Let’s face it. Your change might be really uncomfortable for other people. Because your changes can work like a mirror for them. And suddenly they don’t see the old and well-known reflection any longer, they see something new, something improved but also something scary and intimidating. Something that can evoke unpleasant feelings like envy, frustration, fear or self-doubts.
Or, it can also play out quite differently. They can also see something new in the mirror that feels inspiring, hopeful, motivating. You really never know what your life changes will evoke in others. Just know it can happen, and prepare yourself for it.
So if other’s feel motivated and inspired by your new life, share generously: your experience, your tips and insights, your motivation and pass on this joy for positive change to the next person, and the next, and the next.
If others feel scared, intimidated, uncomfortable or even envious of the New You and turn against you, here’s what might be helpful to do:
Like always, when committing to a new lifestyle and pro-actively creating your future, awareness is key. Awareness about what’s going on with you and others, and empathy, for what you and others might experience on an emotional level. Our personal Life Design will touch many lives, hopefully for the better. Because there’s nothing more wonderful than leading by example and demonstrating what it means, to live a happy, fulfilled, and meaningful life.
The more intentional and authentic you become, the stronger your impact and effect will be on others. And depending where they’re on their own life journey, their reaction might vary greatly, from opposition to feeling inspired and uplifted. Just keep this one important thing in mind: Their reaction isn’t a reaction towards you or your life changes. Their reaction is a reaction towards themselves and their own life moment.
By keeping this in mind, we can show up with a greater understanding and more empathy.
Letting yourself off the hook through awareness and empathy doesn’t mean that you’ll have to endure all negative behaviour that comes your way. Not at all. Communicating clear boundaries towards people who are invading your space in a negative way is essential to remain grounded in your new life and to stay on track. And communicating boundaries from a place of empathy and respect will come across very differently than just lashing out in a moment of anger, rage or frustration.
Let other people know, you respect their life choices and their life moments and make it very clear, you expect the same in return.
And ultimately, take your distance if your words remain unheard.
Sometimes cutting the contact allows the other person to focus on their own life moment and who knows, maybe in a couples of weeks or months the situation has changed and you’re ready to re-connect.
Life changes will naturally direct you towards new people. I experienced this “law of attraction” in many wonderful ways during my own change story. New people came into my life who were aligned with my new vision and intention for myself and for my work. I didn’t even had to “search” for new contacts, those wonderful encounters just happened naturally.

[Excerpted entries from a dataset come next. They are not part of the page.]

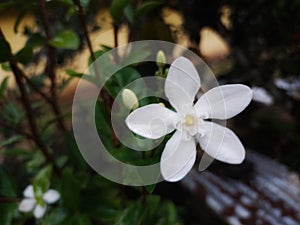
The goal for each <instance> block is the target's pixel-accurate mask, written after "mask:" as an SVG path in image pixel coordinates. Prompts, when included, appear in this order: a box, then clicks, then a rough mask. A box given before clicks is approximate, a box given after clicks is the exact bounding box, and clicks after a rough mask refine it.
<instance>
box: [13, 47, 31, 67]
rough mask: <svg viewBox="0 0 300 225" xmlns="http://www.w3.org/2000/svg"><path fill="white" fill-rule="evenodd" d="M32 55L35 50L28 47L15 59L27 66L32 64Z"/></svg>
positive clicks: (23, 48)
mask: <svg viewBox="0 0 300 225" xmlns="http://www.w3.org/2000/svg"><path fill="white" fill-rule="evenodd" d="M32 54H33V50H32V47H31V46H28V45H26V46H25V47H24V48H22V49H21V50H20V51H18V52H17V53H16V54H15V59H16V60H17V61H18V62H20V63H22V64H24V65H26V64H28V63H29V62H30V60H31V59H32Z"/></svg>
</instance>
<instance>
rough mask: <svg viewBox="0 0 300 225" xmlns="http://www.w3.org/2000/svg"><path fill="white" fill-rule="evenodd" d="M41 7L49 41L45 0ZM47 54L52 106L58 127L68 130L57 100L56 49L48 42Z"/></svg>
mask: <svg viewBox="0 0 300 225" xmlns="http://www.w3.org/2000/svg"><path fill="white" fill-rule="evenodd" d="M39 2H40V9H41V17H42V20H43V24H44V31H45V35H46V39H47V40H48V41H50V40H51V32H50V24H49V16H48V13H47V9H46V4H45V0H40V1H39ZM47 50H48V51H47V54H48V61H47V68H46V69H47V73H48V75H49V78H50V81H51V87H50V92H51V99H52V100H51V106H52V109H53V112H54V113H55V115H56V117H57V121H58V127H59V128H60V129H61V130H62V131H63V132H66V131H67V128H66V126H65V124H64V122H63V120H62V119H61V110H60V107H59V106H58V102H57V99H58V98H57V92H56V90H57V81H56V73H55V67H56V60H55V49H54V48H53V47H52V46H50V45H49V44H47Z"/></svg>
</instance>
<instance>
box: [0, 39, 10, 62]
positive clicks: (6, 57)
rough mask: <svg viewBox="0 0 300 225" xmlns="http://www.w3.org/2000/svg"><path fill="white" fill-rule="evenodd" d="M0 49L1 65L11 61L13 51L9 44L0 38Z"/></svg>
mask: <svg viewBox="0 0 300 225" xmlns="http://www.w3.org/2000/svg"><path fill="white" fill-rule="evenodd" d="M0 49H1V54H0V63H2V62H6V61H9V59H10V58H11V49H10V46H9V43H8V42H7V41H6V40H5V39H4V38H3V37H0Z"/></svg>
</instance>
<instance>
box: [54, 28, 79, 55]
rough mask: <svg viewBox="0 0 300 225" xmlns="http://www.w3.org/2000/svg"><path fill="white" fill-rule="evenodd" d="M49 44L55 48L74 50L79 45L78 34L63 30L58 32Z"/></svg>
mask: <svg viewBox="0 0 300 225" xmlns="http://www.w3.org/2000/svg"><path fill="white" fill-rule="evenodd" d="M49 44H50V45H51V46H53V47H56V48H62V49H71V50H76V49H78V47H79V44H80V41H79V37H78V35H77V34H76V33H75V32H73V31H71V30H65V31H61V32H59V33H58V34H57V35H56V36H55V37H54V38H52V40H51V41H50V42H49Z"/></svg>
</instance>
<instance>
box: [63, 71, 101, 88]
mask: <svg viewBox="0 0 300 225" xmlns="http://www.w3.org/2000/svg"><path fill="white" fill-rule="evenodd" d="M65 72H66V74H67V75H69V76H70V77H76V78H79V79H81V78H82V79H84V80H87V81H89V82H91V83H94V84H96V83H97V81H96V79H95V77H94V76H89V75H85V74H83V73H78V72H76V71H74V70H70V69H66V70H65Z"/></svg>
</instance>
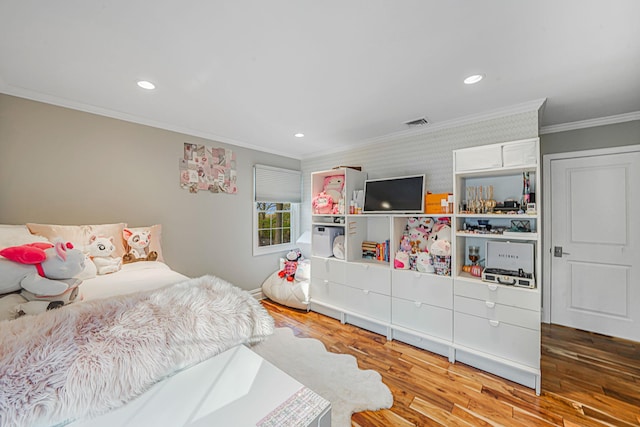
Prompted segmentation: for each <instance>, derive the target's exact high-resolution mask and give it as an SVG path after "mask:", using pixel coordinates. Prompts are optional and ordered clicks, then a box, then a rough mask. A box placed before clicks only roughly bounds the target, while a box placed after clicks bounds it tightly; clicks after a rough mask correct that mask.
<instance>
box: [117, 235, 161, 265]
mask: <svg viewBox="0 0 640 427" xmlns="http://www.w3.org/2000/svg"><path fill="white" fill-rule="evenodd" d="M122 236H123V237H124V239H125V240H126V241H127V245H129V252H128V253H126V254H125V255H124V256H123V257H122V261H123V262H124V263H128V262H135V261H155V260H157V259H158V253H157V252H156V251H149V244H150V243H151V232H150V231H147V230H143V231H140V230H131V229H129V228H125V229H124V230H123V231H122Z"/></svg>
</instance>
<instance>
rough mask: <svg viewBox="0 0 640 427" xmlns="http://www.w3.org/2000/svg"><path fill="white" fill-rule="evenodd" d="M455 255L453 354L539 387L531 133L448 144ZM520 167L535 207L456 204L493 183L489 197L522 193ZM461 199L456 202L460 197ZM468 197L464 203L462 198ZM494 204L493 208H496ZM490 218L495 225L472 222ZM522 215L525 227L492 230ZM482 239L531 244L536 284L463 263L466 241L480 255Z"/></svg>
mask: <svg viewBox="0 0 640 427" xmlns="http://www.w3.org/2000/svg"><path fill="white" fill-rule="evenodd" d="M453 158H454V165H453V171H454V176H453V180H454V195H455V198H456V200H457V201H459V203H457V205H456V207H455V212H454V225H453V227H454V230H455V232H454V235H455V244H454V247H455V256H454V257H453V282H454V286H453V288H454V302H453V306H454V310H453V313H454V317H453V324H454V328H453V329H454V332H453V346H454V349H455V359H456V360H459V361H462V362H464V363H467V364H469V365H472V366H476V367H478V368H481V369H483V370H486V371H489V372H492V373H495V374H497V375H500V376H502V377H505V378H508V379H510V380H512V381H515V382H518V383H520V384H523V385H526V386H528V387H531V388H535V389H536V392H537V393H538V394H539V393H540V316H541V301H542V300H541V292H540V288H541V286H540V280H541V278H542V268H541V265H542V264H541V263H542V253H541V251H542V242H541V222H540V218H541V216H540V211H541V206H540V200H541V195H540V194H539V190H540V189H541V186H540V170H539V165H540V155H539V141H538V139H537V138H534V139H529V140H523V141H515V142H509V143H501V144H492V145H488V146H483V147H474V148H470V149H464V150H456V151H454V156H453ZM523 173H528V175H529V182H530V187H531V191H532V192H534V193H536V210H535V213H530V214H526V213H525V214H522V213H521V214H514V213H492V212H482V213H478V212H476V213H468V211H464V212H463V211H461V209H460V208H461V206H462V205H463V204H464V202H463V201H464V200H466V197H467V194H468V193H467V189H468V188H473V187H475V188H476V189H477V188H478V187H484V188H488V187H489V186H492V188H493V190H494V192H493V193H494V194H493V195H494V199H495V200H498V201H503V200H506V199H515V200H516V201H518V202H519V201H520V200H521V198H522V191H523ZM460 202H462V203H460ZM467 204H468V203H467ZM494 209H495V208H494ZM479 220H480V221H488V223H489V224H490V225H491V229H492V231H493V232H487V231H486V230H482V231H480V232H478V230H470V229H473V228H476V229H477V228H478V226H479V223H478V221H479ZM514 220H515V221H526V222H528V224H529V226H530V230H531V231H530V232H521V233H520V232H506V233H505V234H500V233H495V231H496V229H497V230H501V229H503V228H504V229H506V230H509V229H510V228H511V224H512V221H514ZM487 242H516V243H526V244H531V245H533V249H534V250H533V254H534V279H535V281H536V282H537V286H536V287H535V288H532V289H529V288H521V287H515V286H510V285H503V284H496V283H490V282H485V281H482V280H481V278H480V277H475V276H472V275H471V274H470V273H468V272H465V271H463V266H464V265H465V263H470V262H469V261H468V251H469V247H470V246H478V247H479V248H480V259H481V260H482V259H485V258H486V253H485V251H486V249H485V248H486V243H487Z"/></svg>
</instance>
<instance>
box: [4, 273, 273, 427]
mask: <svg viewBox="0 0 640 427" xmlns="http://www.w3.org/2000/svg"><path fill="white" fill-rule="evenodd" d="M273 328H274V323H273V318H271V316H270V315H269V314H268V313H267V311H266V310H265V309H264V308H263V307H262V305H260V303H259V302H258V301H257V300H256V299H255V298H253V297H252V296H251V295H250V294H249V293H248V292H246V291H244V290H242V289H240V288H237V287H235V286H233V285H231V284H230V283H228V282H225V281H224V280H222V279H219V278H217V277H213V276H203V277H200V278H197V279H190V280H186V281H184V282H182V283H178V284H176V285H170V286H168V287H165V288H161V289H158V290H152V291H146V292H139V293H136V294H131V295H123V296H119V297H115V298H109V299H103V300H95V301H88V302H81V303H76V304H71V305H69V306H65V307H63V308H60V309H57V310H52V311H47V312H44V313H41V314H38V315H36V316H24V317H21V318H18V319H16V320H11V321H2V322H0V402H2V403H1V404H0V426H2V427H4V426H49V425H55V424H57V423H62V422H65V421H71V420H74V419H86V418H90V417H93V416H96V415H99V414H101V413H104V412H107V411H109V410H111V409H115V408H118V407H120V406H122V405H124V404H125V403H126V402H128V401H129V400H131V399H133V398H135V397H136V396H139V395H140V394H142V393H144V391H145V390H147V389H148V388H149V387H150V386H151V385H153V384H154V383H156V382H158V381H159V380H161V379H163V378H165V377H167V376H169V375H172V374H174V373H176V372H177V371H179V370H181V369H184V368H187V367H189V366H192V365H194V364H196V363H198V362H201V361H203V360H205V359H207V358H210V357H212V356H214V355H216V354H219V353H221V352H223V351H225V350H227V349H229V348H231V347H233V346H236V345H239V344H243V343H253V342H258V341H261V340H262V339H264V338H266V337H267V336H269V335H271V334H272V333H273Z"/></svg>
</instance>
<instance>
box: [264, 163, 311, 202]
mask: <svg viewBox="0 0 640 427" xmlns="http://www.w3.org/2000/svg"><path fill="white" fill-rule="evenodd" d="M253 188H254V192H253V195H254V198H253V200H254V201H257V202H290V203H300V202H301V201H302V172H301V171H296V170H291V169H282V168H276V167H273V166H265V165H254V167H253Z"/></svg>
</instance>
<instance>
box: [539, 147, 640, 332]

And slowly I grew a new tribe of people, which I would have never met in my previous career, or previous life. Often people who were one step ahead of me and provided me with support, inspiration and motivation. And the more secure and confident I became with my new journey, the more I attracted people into my new tribe whom I could inspire now. And now it was my turn to share my learnings and my motivation with others.
Trust me, many new and wonderful people will come your way, when you walk firmly the path of your authentic and meaningful life. Embrace those encounters and nurture this newfound tribe. And allow others to support you on your new Life Designing journey, the same way you offer support and inspiration to others.